Intellia Therapeutics, Inc.‘s Clinical Trial Application (CTA) has been authorized by the New Zealand Medicines and Medical Devices Safety Authority (MEDSAFE) to initiate a Phase 1/2 study evaluating NTLA-2002 for the treatment of adults with HAE. NTLA-2002 is a systemically administered single-dose CRISPR/Cas9-based therapeutic candidate designed to inactivate the target gene Kallikrein B1 (KLKB1) to permanently reduce plasma kallikrein activity and thus prevent HAE attacks.

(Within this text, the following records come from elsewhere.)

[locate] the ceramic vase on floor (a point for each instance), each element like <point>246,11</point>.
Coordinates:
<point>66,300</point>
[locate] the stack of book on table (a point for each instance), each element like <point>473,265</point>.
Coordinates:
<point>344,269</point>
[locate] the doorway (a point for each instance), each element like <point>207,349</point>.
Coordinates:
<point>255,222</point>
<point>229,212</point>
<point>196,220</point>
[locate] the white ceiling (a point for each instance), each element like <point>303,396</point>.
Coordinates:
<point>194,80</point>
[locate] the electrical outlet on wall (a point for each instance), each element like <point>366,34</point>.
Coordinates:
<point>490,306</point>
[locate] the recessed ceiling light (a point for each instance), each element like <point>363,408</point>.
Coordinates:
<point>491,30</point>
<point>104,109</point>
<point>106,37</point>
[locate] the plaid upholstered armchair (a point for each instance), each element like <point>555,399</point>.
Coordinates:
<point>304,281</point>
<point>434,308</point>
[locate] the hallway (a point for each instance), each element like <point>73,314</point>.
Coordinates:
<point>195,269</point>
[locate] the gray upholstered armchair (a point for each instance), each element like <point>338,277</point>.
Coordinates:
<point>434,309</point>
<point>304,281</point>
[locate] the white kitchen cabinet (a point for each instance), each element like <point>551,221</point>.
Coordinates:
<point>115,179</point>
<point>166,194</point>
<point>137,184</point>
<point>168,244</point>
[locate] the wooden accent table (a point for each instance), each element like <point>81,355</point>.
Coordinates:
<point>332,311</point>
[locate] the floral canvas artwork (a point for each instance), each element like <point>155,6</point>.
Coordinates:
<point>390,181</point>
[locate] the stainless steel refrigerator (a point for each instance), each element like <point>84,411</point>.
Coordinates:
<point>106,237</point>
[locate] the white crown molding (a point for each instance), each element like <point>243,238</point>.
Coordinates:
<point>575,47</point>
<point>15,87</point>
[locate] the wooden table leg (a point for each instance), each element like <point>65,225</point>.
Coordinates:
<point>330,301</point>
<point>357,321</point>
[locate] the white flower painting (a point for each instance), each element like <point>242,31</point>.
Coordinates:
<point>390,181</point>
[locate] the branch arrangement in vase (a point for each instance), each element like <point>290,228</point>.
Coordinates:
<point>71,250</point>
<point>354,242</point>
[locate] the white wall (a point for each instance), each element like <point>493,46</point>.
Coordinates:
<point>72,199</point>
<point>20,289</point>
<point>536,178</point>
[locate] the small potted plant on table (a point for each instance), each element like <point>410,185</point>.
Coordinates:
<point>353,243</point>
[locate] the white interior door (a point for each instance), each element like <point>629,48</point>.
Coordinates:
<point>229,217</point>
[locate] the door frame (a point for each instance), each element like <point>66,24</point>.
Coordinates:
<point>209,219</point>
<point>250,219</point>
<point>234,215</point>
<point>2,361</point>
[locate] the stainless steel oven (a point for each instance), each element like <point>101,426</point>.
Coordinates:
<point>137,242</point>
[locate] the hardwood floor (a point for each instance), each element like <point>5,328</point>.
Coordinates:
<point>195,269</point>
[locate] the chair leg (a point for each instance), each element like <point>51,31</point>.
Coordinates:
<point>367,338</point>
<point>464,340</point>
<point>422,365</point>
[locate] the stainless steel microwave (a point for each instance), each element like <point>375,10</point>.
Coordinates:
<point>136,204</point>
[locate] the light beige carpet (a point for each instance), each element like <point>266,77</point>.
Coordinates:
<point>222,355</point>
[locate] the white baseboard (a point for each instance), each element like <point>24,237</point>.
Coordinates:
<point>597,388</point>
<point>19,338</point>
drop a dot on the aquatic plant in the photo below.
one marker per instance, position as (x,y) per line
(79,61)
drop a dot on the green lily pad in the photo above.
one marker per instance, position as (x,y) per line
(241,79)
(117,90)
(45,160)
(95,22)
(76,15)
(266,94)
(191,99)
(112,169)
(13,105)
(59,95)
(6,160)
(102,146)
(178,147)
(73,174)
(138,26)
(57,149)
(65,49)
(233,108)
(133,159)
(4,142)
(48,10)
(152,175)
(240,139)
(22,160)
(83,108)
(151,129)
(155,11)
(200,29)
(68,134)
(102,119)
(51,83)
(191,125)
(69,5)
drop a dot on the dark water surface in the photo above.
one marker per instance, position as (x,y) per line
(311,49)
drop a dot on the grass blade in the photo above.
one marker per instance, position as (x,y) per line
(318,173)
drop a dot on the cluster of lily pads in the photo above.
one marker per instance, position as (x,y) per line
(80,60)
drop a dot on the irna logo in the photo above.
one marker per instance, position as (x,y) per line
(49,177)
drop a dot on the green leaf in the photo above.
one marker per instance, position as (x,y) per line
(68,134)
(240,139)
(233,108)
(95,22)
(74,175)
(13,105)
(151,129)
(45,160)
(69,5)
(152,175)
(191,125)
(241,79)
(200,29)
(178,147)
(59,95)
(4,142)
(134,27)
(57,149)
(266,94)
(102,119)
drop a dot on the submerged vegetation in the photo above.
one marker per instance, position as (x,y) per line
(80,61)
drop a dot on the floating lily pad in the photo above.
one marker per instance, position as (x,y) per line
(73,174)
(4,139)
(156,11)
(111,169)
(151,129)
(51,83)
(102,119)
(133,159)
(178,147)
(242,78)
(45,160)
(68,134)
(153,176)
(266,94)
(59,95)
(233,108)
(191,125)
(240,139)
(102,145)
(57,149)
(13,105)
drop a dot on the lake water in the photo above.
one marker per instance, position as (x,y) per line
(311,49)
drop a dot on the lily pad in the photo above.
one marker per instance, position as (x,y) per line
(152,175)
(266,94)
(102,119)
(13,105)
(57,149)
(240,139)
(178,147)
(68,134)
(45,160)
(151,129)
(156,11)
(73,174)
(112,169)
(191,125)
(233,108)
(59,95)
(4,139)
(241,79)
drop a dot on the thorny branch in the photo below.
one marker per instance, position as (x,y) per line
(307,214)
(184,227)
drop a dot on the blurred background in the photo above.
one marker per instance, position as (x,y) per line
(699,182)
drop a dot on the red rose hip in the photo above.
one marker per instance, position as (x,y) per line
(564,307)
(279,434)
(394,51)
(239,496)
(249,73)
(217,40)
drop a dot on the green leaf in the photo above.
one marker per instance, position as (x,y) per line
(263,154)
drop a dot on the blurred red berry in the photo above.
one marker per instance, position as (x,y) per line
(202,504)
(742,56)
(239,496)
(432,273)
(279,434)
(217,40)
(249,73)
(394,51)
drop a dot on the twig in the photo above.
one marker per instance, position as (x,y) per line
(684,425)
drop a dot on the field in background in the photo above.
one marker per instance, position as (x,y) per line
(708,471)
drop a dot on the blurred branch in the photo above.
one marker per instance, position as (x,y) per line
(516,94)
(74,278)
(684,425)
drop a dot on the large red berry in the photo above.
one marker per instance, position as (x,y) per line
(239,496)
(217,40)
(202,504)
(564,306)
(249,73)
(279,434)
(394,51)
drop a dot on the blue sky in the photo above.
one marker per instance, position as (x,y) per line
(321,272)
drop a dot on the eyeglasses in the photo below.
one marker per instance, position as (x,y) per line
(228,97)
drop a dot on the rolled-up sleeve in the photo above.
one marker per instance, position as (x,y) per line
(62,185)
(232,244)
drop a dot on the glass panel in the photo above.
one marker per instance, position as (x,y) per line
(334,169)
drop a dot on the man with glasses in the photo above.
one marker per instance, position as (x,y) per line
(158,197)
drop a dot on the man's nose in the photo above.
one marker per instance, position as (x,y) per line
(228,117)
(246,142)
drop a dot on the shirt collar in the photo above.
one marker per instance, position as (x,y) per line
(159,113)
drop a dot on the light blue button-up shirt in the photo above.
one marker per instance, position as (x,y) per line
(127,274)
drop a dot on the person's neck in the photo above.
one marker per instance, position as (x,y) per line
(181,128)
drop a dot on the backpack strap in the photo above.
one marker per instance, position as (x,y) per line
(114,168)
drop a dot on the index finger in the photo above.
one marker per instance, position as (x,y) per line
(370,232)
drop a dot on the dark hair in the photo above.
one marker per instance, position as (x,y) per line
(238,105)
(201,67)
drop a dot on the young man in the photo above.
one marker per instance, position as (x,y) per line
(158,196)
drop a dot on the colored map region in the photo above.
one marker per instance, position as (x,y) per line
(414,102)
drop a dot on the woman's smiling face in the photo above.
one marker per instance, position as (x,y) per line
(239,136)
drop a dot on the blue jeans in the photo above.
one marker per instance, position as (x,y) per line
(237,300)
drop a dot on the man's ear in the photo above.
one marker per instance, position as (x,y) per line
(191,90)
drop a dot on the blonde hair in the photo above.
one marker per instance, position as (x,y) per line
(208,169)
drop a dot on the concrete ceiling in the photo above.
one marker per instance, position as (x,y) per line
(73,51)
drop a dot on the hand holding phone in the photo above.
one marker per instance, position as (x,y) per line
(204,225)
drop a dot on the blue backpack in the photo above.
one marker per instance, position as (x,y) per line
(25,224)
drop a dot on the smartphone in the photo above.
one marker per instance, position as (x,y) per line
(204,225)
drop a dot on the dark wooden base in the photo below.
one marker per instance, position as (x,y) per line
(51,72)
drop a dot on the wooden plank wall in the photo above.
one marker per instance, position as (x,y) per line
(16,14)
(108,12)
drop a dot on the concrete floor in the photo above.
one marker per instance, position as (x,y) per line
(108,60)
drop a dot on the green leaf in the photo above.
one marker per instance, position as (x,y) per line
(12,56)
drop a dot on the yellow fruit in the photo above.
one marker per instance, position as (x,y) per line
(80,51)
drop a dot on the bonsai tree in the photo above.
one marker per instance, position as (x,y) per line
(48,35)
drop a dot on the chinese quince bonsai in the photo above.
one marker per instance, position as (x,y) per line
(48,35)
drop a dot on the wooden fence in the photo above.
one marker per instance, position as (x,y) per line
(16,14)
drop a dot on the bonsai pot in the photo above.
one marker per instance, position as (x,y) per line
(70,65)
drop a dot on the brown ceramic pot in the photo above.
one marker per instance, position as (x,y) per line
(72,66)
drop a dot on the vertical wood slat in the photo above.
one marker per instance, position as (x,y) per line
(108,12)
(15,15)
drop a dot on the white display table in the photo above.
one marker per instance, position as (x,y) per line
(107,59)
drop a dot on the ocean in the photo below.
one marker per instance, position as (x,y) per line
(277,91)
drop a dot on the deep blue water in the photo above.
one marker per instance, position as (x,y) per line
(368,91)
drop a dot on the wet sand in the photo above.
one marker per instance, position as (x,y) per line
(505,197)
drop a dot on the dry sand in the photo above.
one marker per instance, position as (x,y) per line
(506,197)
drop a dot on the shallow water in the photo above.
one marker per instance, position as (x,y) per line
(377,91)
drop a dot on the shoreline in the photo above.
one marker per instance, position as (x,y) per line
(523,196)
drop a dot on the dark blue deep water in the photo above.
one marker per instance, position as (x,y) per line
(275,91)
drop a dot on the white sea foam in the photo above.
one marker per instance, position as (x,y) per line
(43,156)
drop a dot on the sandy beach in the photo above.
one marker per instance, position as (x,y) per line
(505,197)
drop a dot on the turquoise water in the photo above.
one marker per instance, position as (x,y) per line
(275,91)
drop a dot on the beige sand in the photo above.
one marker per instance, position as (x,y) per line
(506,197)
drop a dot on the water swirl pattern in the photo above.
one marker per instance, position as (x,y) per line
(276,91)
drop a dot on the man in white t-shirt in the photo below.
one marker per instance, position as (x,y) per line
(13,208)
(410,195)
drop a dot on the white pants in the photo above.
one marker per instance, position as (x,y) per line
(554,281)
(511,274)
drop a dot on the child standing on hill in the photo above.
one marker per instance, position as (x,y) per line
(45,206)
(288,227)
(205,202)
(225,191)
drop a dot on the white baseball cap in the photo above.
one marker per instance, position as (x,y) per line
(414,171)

“We look forward to initiating this year our first-in-human study of NTLA-2002 for people living with HAE”, says Intellia President and CEO John Leonard, M.D.: “We believe NTLA-2002 has the potential to be a curative therapy for patients with HAE by providing continuous suppression of plasma kallikrein activity following a single dose and eliminating the significant treatment burden associated with currently available HAE therapies. This study of NTLA-2002 leverages early insights from our ATTR amyloidosis program, where we established proof-of-concept for our modular in vivogenome editing platform with interim Phase 1 data earlier this year. The NTLA-2002 program represents the second systemic in vivo CRISPR genome editing therapy candidate to enter human clinical trials.”
The Phase 1/2 study will evaluate the safety, tolerability, pharmacokinetics and pharmacodynamics of NTLA-2002 in adults with Type I or Type II HAE. This includes the measurement of kallikrein protein levels and activity as determined by HAE attack rate measures. The Phase 1 portion of the study is an open-label, single-ascending dose design used to identify up to two dose levels of NTLA-2002 that will be further evaluated in the randomized, placebo-controlled Phase 2 portion of the study. This Phase 1/2 study will identify the dose of NTLA-2002 for use in future studies.
Intellia is submitting additional regulatory applications in other countries as part of its ongoing, multi-national development approach for NTLA-2002.